Parfois (souvent) je m’ennuie au travail. Surtout le lundi, durant l’interminable réunion qui commence à midi par un plateau repas (infect quoique signé d’un nom célèbre dans l’histoire des… jardins) pour ne s’achever que vers 18 heures. Voire plus tard. J’ai donc mis au point une jolie technique, qui consiste simplement à installer mon ordinateur portable devant moi et à écrire, comme si je prenais des notes attentives.

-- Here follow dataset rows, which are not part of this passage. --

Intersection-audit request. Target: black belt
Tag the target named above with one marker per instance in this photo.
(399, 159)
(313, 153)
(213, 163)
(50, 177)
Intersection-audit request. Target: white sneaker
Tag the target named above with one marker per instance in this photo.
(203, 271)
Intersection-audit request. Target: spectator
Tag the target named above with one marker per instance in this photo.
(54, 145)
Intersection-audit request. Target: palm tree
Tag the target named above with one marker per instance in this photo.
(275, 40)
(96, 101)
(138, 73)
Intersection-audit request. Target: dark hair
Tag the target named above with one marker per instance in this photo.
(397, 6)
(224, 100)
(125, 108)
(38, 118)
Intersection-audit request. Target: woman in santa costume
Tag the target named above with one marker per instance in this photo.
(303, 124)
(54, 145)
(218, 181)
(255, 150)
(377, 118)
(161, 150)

En réalité, j’invente des histoires.

Il y a deux semaines, je me suis acheté un petit compagnon de bureau : il s’appelle Pythagore et c’est un poisson rouge. Après avoir passé une dizaine de jours au fond de son bocal dans une eau stagante d’assez mauvais aloi, il a retrouvé la forme lorsque je lui ai offert un petit appareil qui brasse la flotte façon piscine. Du coup, il est tout guilleret et s’amuse avec la plante verte dont j’ai agrémenté l’aquarium.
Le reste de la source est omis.